Силлий отверзает очи.
— Любезный родитель, я еще тебя вижу, ты живешь!..
— Я был столько счастлив, — говорил Сидней, — что мог подать тебе сей знак моего дружества. Я сам ходил в ту пещеру, о которой ты мне сказывал; я нашел там почтенного твоего родителя в руках одного банианца, который укреплял ослабевшие его силы и который принес ему пищу. Ты видишь, что в Индии есть люди. Я велел его перенести сюда. Живите оба, чтоб меня любить...

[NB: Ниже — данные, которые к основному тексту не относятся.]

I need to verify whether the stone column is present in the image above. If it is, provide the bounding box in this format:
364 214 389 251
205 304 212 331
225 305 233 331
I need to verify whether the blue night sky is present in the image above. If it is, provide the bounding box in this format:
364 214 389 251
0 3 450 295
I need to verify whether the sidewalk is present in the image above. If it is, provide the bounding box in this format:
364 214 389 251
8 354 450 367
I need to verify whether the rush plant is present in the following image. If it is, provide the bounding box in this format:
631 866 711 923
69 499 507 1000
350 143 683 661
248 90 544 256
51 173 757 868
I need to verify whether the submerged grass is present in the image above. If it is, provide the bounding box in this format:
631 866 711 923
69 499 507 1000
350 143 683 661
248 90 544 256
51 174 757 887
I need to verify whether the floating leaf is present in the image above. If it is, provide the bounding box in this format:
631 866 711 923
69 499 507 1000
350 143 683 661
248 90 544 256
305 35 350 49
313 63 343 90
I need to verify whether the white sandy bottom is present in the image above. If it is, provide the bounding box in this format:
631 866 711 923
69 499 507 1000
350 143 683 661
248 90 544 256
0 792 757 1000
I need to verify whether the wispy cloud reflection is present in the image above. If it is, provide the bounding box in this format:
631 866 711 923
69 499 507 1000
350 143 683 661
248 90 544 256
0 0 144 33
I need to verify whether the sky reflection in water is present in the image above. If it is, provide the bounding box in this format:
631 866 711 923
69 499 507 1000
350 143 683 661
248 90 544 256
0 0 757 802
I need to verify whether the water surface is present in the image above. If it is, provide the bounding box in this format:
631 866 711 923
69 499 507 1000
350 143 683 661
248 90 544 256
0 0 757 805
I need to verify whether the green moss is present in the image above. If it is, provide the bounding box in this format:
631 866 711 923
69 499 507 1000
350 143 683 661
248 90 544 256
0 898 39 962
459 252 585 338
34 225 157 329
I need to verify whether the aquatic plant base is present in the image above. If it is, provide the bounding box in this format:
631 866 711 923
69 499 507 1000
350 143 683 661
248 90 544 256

— Чтоб обожать тебя, как первого нашего благодетеля, — перервал старик. — Так, сын мой, — говорил он Силлию, — я ему должен за жизнь и за то удовольствие, которое имею я, тебя объемля; я умирал; я открыл глаза, искал тебя; незнакомый человек предстоял мне. Он лил мне в уста питие, дух мой оживившее; он дал мне пищу, силы мои утвердившую; но я не видел еще тебя, любезный сын! Вот второй жезл моея старости, — продолжал он говорить, простершись к Сиднеевым ногам.
— Что ты делаешь? — сказал великодушный наш согражданин. — Я вас гораздо благополучнее: я одолжаю два честные сердца; почитайте меня с сих пор за вашего верного друга. Агличане, — говорил он с ласковою усмешкою, — не всегда неприятели французам.
Силлий с отцом своим не находили довольно слов к выражению своея благодарности. Когда видели они Сиднея, когда с ним говорили они, тогда давали волю слезам своим, сим приятным слезам, кои считаются сердечною данию. О Сидней благополучный! сколь много ты сего счастия достоин!
— Я ничего еще не сделал, друзья мои! — сказал он им однажды. — Не довольно того, что сохранил я вам жизнь вашу, но надлежит, чтоб вы мне же должны были за то состояние, без которого жизнь наша есть бремя. Дело мое дошло только до половины, и я стремлюсь его окончить. Не сказывал ли ты мне, — говорил он молодому Силлию, — что любишь ты девицу, достойную твоея преданности?
— Любовь, — отвечал тот, — любовь должна умереть в сердце моем; я не хочу иметь другого чувствия, другия страсти, другого бытия, кроме единыя благодарности. Пусть она исполнит мое сердце, которое одно не довольно еще за все то, чем я тебе обязан.